NASA recently confirmed that it could divert a deadly asteroid from its path to Earth, but it still leaves people wondering how they would survive if it collided with our planet.
The last catastrophic impact occurred 66 million years ago, killing the dinosaurs, and some scientists believe that another “big impact” is to be expected.
With this inevitable doom hanging over the scientific community, researchers are tirelessly working on recommendations to help humanity survive.
The first step would be to destroy the asteroid before it’s too late, and while the US space agency seems to have covered that up, more than 2,000 potentially dangerous space rocks are waiting to slip out of their sight.
And in 2022, NASA launched the Double Asteroid Redirection Test (DART) for humanity’s first planetary defense mission. The spacecraft’s target was a moon called Dimorphos around the parent asteroid Didyma.
And on March 1, 2023, NASA confirmed that the mission had been a resounding success.
“This is a proof-of-concept for kinetic impact technology for planetary defense,” said scientists at Northern Arizona University. “DART needed to prove that they could target an asteroid during a high-velocity impact and that the target’s orbit could be changed.” .”
The researchers said that the chance of a Chicxulub-sized asteroid colliding with our planet is once every 100 to 200 million years, but this event is not impossible.
And if NASA fails to scatter huge space rocks, experts believe the next best option is to leave the impact zone and move away from coastal areas.
And since the Earth is 71% water, there is a better chance that an asteroid will hit the ocean.

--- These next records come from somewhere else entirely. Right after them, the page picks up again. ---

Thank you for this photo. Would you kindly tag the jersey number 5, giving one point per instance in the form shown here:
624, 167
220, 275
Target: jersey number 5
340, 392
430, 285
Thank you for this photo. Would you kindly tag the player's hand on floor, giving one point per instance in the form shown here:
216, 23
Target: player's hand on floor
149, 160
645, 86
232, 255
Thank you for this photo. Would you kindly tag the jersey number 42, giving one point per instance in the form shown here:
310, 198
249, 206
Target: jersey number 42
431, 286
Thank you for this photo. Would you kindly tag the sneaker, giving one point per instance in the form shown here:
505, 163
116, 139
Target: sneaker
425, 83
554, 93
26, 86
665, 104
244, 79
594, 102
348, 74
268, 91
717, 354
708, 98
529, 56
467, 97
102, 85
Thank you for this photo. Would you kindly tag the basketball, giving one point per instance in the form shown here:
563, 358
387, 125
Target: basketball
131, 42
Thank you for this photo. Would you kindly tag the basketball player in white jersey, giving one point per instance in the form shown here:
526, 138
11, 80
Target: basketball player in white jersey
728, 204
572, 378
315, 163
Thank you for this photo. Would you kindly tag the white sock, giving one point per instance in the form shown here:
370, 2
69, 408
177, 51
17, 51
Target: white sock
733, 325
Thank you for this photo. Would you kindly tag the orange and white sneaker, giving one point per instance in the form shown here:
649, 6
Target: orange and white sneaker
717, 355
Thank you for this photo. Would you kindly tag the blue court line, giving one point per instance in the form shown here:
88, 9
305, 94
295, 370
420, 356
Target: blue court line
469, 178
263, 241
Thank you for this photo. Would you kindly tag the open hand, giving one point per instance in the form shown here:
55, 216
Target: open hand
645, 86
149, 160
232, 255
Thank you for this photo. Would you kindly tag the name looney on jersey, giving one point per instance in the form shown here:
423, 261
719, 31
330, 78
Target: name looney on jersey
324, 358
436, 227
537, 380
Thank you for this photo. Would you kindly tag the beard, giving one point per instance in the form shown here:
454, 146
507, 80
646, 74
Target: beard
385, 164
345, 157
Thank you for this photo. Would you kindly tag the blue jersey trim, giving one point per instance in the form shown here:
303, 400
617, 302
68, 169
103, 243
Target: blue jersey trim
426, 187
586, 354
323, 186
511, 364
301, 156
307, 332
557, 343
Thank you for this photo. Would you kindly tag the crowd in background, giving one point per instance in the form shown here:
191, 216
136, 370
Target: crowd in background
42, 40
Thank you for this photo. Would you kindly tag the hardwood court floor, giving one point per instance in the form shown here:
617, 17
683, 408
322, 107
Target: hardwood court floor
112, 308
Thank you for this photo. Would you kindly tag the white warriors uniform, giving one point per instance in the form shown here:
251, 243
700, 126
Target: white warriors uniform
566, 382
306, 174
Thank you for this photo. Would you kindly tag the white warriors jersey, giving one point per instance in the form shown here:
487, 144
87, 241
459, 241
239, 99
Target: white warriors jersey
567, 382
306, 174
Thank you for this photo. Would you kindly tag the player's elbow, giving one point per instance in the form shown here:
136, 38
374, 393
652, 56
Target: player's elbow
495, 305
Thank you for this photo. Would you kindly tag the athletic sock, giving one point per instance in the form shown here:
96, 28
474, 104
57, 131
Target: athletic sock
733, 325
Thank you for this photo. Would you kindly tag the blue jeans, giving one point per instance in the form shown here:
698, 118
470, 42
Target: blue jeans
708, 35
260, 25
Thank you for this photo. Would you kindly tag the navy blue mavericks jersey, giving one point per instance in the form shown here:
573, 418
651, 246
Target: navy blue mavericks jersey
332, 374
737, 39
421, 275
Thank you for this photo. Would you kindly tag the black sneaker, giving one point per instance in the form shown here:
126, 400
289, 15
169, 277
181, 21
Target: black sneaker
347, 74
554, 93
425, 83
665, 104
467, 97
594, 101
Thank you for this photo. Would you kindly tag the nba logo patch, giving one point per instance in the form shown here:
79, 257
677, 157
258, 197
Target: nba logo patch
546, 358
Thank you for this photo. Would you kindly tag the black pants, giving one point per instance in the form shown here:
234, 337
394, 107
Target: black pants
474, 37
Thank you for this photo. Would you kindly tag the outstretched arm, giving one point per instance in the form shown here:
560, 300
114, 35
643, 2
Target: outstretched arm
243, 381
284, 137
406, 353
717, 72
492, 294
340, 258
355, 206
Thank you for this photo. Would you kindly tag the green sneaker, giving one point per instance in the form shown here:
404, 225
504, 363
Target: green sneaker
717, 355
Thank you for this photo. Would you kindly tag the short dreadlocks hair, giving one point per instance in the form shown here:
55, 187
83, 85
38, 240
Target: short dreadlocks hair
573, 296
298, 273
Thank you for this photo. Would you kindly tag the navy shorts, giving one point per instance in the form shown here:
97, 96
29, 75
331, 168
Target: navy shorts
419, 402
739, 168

When this happens, the collision will cause a tsunami that will engulf all nearby lands.
A 9.1 magnitude earthquake struck underwater off the coast of Japan on March 11, 2011. It caused a powerful tsunami, which led to the collapse of 3 reactors at the Fukushima Daiichi nuclear power plant and forced hundreds of thousands of residents to evacuate from the area.
According to official figures released in 2021, 19,747 people died, 6,242 were injured and 2,556 people were missing as a result of the tsunami. And those that could result from a collision with an asteroid will be very destructive.

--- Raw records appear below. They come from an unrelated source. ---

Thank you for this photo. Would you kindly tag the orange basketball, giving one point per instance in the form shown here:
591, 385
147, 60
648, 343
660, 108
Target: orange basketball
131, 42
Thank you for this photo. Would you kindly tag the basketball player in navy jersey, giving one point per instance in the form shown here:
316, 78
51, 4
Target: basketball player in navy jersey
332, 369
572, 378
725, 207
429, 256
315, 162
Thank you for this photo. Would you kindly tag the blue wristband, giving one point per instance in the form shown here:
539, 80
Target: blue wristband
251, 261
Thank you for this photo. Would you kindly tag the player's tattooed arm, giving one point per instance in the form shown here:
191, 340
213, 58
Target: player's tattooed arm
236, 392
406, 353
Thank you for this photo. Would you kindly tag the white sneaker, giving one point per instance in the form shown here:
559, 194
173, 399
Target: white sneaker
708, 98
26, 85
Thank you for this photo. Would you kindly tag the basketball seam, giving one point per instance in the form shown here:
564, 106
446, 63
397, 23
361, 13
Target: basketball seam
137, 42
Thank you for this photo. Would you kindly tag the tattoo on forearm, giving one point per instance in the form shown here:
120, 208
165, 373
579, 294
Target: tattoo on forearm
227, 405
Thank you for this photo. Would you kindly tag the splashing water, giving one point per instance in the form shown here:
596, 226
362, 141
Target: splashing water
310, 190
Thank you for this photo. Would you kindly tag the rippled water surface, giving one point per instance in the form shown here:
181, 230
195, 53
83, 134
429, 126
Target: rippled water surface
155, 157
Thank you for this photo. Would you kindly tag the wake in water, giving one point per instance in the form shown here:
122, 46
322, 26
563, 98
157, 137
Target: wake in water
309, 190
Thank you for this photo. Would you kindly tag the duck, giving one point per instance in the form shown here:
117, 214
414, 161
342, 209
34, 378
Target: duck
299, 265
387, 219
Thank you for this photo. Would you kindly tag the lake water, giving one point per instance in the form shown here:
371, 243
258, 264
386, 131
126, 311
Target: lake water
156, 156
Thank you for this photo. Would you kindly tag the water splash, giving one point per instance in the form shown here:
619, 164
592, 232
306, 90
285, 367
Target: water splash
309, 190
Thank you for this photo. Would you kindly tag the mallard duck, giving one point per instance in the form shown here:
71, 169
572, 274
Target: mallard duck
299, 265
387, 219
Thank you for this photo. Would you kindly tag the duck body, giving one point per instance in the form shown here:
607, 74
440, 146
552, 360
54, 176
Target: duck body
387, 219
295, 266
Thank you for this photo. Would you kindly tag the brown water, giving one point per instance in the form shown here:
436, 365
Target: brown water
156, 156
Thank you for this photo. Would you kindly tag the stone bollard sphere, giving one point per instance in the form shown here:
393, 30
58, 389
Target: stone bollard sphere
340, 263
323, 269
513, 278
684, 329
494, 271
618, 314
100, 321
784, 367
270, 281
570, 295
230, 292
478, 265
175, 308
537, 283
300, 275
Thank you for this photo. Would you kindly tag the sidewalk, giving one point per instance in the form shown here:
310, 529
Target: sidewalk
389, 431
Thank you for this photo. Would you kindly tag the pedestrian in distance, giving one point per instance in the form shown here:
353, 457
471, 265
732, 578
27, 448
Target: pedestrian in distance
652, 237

Another survival tip is to seek shelter underground.
However, when an asteroid hits, dust, debris and even poisonous gases are ejected, which can remain in the atmosphere for years and even decades.

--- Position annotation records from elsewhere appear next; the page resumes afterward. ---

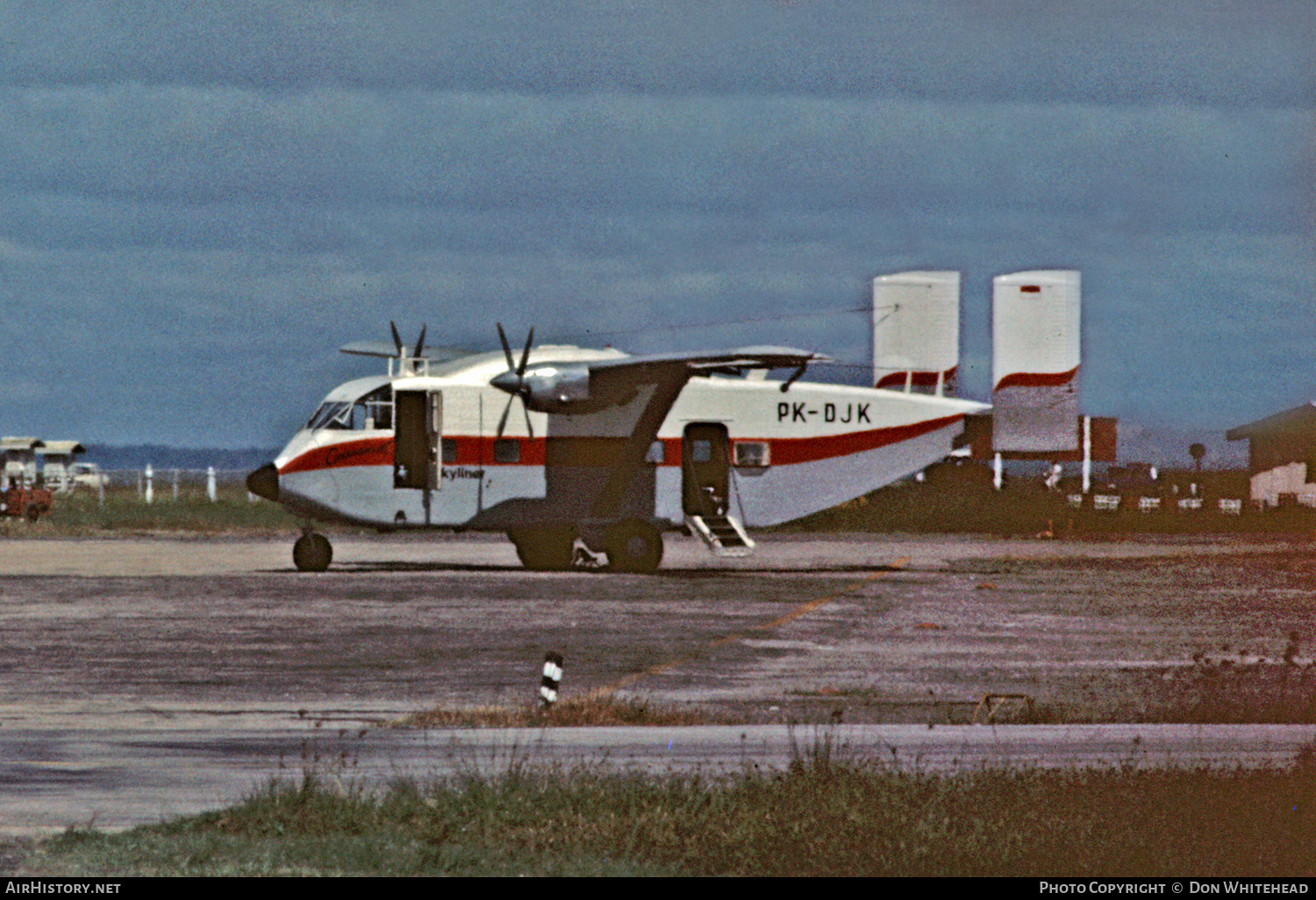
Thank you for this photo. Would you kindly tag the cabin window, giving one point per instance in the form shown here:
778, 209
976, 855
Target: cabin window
752, 454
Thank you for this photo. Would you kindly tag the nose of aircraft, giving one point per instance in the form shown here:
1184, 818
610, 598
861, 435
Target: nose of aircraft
508, 382
265, 482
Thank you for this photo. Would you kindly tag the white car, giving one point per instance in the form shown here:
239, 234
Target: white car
76, 475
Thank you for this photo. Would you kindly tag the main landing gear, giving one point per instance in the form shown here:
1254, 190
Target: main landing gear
312, 553
631, 546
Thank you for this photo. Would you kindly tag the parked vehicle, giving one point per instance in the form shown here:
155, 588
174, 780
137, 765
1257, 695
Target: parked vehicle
65, 478
31, 503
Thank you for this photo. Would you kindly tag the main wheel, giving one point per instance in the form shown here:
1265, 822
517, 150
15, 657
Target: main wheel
545, 549
312, 553
633, 546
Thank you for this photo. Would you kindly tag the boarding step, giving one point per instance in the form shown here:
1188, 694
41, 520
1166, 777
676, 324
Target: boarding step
723, 534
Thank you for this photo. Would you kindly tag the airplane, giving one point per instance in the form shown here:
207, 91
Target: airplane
610, 452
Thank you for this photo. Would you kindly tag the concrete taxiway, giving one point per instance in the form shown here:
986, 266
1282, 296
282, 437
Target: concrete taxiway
150, 678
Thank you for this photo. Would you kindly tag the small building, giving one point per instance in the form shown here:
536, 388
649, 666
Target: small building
20, 458
1281, 457
58, 462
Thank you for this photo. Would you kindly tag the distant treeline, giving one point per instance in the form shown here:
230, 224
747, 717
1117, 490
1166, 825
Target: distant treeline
161, 457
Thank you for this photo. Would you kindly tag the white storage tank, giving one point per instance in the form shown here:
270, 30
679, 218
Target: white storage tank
915, 329
1036, 318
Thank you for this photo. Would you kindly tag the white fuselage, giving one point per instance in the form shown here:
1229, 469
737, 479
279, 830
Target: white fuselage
790, 453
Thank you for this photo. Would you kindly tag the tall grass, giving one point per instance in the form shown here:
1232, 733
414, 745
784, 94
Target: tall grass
82, 513
824, 816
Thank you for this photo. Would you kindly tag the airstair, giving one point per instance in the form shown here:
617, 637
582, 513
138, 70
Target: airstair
724, 536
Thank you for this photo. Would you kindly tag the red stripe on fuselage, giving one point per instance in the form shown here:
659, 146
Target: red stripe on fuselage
370, 452
479, 452
789, 452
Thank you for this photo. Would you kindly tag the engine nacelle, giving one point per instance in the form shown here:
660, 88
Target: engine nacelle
555, 389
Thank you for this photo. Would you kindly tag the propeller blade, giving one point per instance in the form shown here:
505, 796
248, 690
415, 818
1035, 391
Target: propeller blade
502, 423
526, 354
507, 347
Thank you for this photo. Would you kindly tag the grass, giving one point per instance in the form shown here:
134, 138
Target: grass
826, 815
82, 513
592, 710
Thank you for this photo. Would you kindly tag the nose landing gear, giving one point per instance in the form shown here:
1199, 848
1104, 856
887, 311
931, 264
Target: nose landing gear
312, 553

Scientists believe that the safest place is an underground bunker.
Bunkers can be very expensive, ranging from $20,000 to $1 million or more, making these shelters more of a luxury than a necessity.
One company, The Vivos Group, is building $35,000 bunkers with a maximum capacity of 24 people.
The complex of such facilities in South Dakota accommodates 10,000 people and is proclaimed the “Backup Plan for Humanity.”
And if you’ve made it this far, after the impact, the scientists suggest staying in the shelter until you can prove the environment is safe.
This can be done by constantly checking the air outside to ensure levels are normal, making sure fires and floods are receding and acid rain is not falling from the sky.
One option eliminates the need for a survival guide and draws inspiration from the movie Don’t Look Up – Wait Until It’s Too Late and Accept the End of Mankind.
Released in January 2022, the film, starring Leonardo DiCaprio and Jennifer Lawrence, depicts two astronomers racing against time to warn the world of an impending asteroid that has destroyed the planet.
They learn about a comet approaching Earth in six months and 14 days and try to warn the world about this discovery, but people do not care about bad news about the future – the Earth and all living things are destroyed in a ball of flame.